Unfinished essays are scattered across my desk. Others are still percolating in my brain—half-formed and waiting. And some essays are hidden inside me—ones I know I will never write. Some days, everything feels too big—emotions, life, situations, every single thing. How can words express the expansiveness of what it is to be alive?
I want to use words to explore the mysteries of being a musician, of being creative, and to make sense of the world swirling around me. I write not because I have answers, but because writing helps me think, question, and make sense of the world.
Sometimes I feel successful at doing so. On other days, not so much.
My mind often plays devil’s advocate as I write—offering counterpoints or imagined objections. I try not to offend or provoke. I carefully shape sentences, avoiding the topics I know I’ll never touch.
I realize that I do not know everything there is to know about anything. Life can’t be tied into a neat bow. I am suspicious of anyone who believes it can. A friend once told me, “Life is messy,” and I return to that phrase often. It comforts me in its simplicity and its acceptance.

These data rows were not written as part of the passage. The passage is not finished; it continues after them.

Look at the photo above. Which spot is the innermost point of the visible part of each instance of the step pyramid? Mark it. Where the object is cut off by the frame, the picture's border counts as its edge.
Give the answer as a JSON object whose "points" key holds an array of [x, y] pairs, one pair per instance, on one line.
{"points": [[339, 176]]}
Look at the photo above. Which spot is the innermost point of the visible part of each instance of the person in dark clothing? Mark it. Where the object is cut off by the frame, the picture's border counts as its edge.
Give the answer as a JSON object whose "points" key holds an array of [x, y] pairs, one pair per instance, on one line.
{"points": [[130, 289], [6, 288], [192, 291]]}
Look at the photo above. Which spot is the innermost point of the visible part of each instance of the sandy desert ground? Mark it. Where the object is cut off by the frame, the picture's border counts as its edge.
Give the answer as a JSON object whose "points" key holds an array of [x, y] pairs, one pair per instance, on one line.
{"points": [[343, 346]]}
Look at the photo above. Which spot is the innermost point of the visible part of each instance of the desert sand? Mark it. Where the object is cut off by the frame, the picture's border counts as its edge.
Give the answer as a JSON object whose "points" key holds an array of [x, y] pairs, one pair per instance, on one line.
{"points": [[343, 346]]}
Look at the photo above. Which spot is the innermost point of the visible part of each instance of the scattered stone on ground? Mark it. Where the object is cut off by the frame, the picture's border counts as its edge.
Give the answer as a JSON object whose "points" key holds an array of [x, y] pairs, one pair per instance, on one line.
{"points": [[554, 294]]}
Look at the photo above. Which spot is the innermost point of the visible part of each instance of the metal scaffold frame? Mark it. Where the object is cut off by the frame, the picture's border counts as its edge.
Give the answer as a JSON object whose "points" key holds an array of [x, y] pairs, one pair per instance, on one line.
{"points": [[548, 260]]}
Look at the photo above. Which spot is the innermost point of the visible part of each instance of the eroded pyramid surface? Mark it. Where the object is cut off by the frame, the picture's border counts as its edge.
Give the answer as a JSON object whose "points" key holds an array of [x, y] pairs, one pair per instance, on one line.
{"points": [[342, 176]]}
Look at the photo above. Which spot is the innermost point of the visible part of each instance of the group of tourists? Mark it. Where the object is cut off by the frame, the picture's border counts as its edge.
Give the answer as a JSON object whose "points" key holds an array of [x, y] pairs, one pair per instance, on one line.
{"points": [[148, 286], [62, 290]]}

While working on this essay, I came across a quote by author and activist, L. R. Knost:
When life feels too big to handle, go outside. Everything looks smaller when you’re standing under the sky.
I get the same feeling standing on the shore, looking out at the ocean. The vastness of the sky and ocean is humbling. It puts things into perspective. It does not minimize our struggles, but reminds us we are part of something larger.
Our lives may not feel meaningful in the grand scheme of the world. But I would argue that we are important—every one of us. Each of us makes a mark on the people and the world around us.
What is my point? Simply to acknowledge that writing is hard work? To apologize for my lack of an essay every week? Admitting that sometimes, I feel too small for the ideas I want to chase? Maybe. Or perhaps this is a pep talk—for myself, and for anyone else who finds creativity daunting.
I am reminded of Anne Lamott’s story in Bird by Bird.
Thirty years ago my older brother, who was ten years old at the time, was trying to get a report written on birds that he’d had three months to write, which was due the next day. We were out at our family cabin in Bolinas, and he was at the kitchen table close to tears, surrounded by binder paper and pencils and unopened books about birds, immobilized by the hugeness of the task ahead. Then my father sat down beside him put his arm around my brother’s shoulder, and said, “Bird by bird, buddy. Just take it bird by bird.”
— Anne Lamott (b. 1954) American novelist and nonfiction writer
That’s how writing works. That’s how life works.
Drop by drop. Star by star. Bird by bird.
Word by word.
We are small in the context of the entire history of the world. We are important as this is the only life we have. We inhabit both realities. Whatever creative endeavor we undertake is important. We are important.